Features after tokenization:

  • domain_id: Same as before.

  • x: [N, max_length] int32 array of padded/truncated input labels.

  • y: [N, max_length] int32 array of padded/truncated output labels.

Parameters
  • mode (str) – ‘sqlite’.

  • cache_dir (Optional[str]) – Directory to cache files in ‘sqlite’ mode.

Return type

Tuple[FederatedData, FederatedData, FederatedData]

Returns

A (train, held_out, test) tuple of federated data.

fedjax.datasets.stackoverflow.load_split(split, mode='sqlite', cache_dir=None)[source]

Loads a stackoverflow split.

All bytes arrays are stored with dtype=np.object.

Features:

  • creation_date: [N] bytes array. Textual timestamp, e.g. b’2018-02-28 19:06:18.34 UTC’.

  • title: [N] bytes array.
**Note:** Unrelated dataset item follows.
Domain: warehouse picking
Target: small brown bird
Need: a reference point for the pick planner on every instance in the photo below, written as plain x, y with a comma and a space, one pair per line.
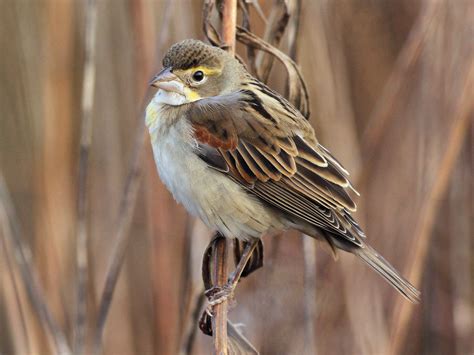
239, 156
The title of a post.

  • score: [N] int64 array. The score of a post.

  • tags: [N] bytes array. ‘|’ separated list of tags, e.g. b’mysql|join’.

  • tokens: [N] bytes array. Space separated list of tokens.

  • type: [N] bytes array. Either b’question’ or b’answer’.

Parameters
  • split (str) – Name of the split. One of SPLITS.

  • mode (str) – ‘sqlite’.

  • cache_dir (Optional[str]) – Directory to cache files in ‘sqlite’ mode.

Return type

FederatedData

Returns

FederatedData.

class fedjax.datasets.stackoverflow.StackoverflowTokenizer(vocab=None, default_vocab_size=10000, num_oov_buckets=1)[source]

Tokenizer for the tokens feature in stackoverflow.

See load_data() for examples.

__init__(vocab=None, default_vocab_size=10000, num_oov_buckets=1)[source]

Initializes a tokenizer.

Parameters
  • vocab (Optional[List[str]]) – Optional vocabulary. If specified, default_vocab_size is ignored. If None, default_vocab_size is used to load the standard vocabulary. This vocabulary should NOT have special tokens PAD, EOS, BOS, and OOV. The special tokens are added and handled automatically by the tokenizer. The preprocessed examples will have vocabulary size len(vocab) + 3 + num_oov_buckets.

  • default_vocab_size (Optional[int]) – Number of words in the default vocabulary. This is only used when vocab is not specified. The preprocessed examples will have vocabulary size default_vocab_size + 3 + num_oov_buckets with 3 special labels: 0 (PAD), 1 (BOS), 2 (EOS), and num_oov_buckets OOV labels starting at default_vocab_size + 3.

  • num_oov_buckets (int) – Number of out of vocabulary buckets.

as_preprocess_batch(max_length)[source]

Creates a preprocess_batch function.

Parameters

max_length (int) – The length to pad x/y sequences to. Sequences longer than this are also truncated to this length.

Return type

Callable[[Mapping[str, ndarray]], Mapping[str, ndarray]]

Returns

A function that can be used with FederatedData.preprocess_batch().

create_token_to_ids_fn(max_length)[source]

Creates a Tf function that tokenizes tokens.

Parameters

max_length (int) – The length to pad x/y sequences to. Sequences longer than this are also truncated to this length.

Returns

A function that uses tensorflow ops to tokenize tokens.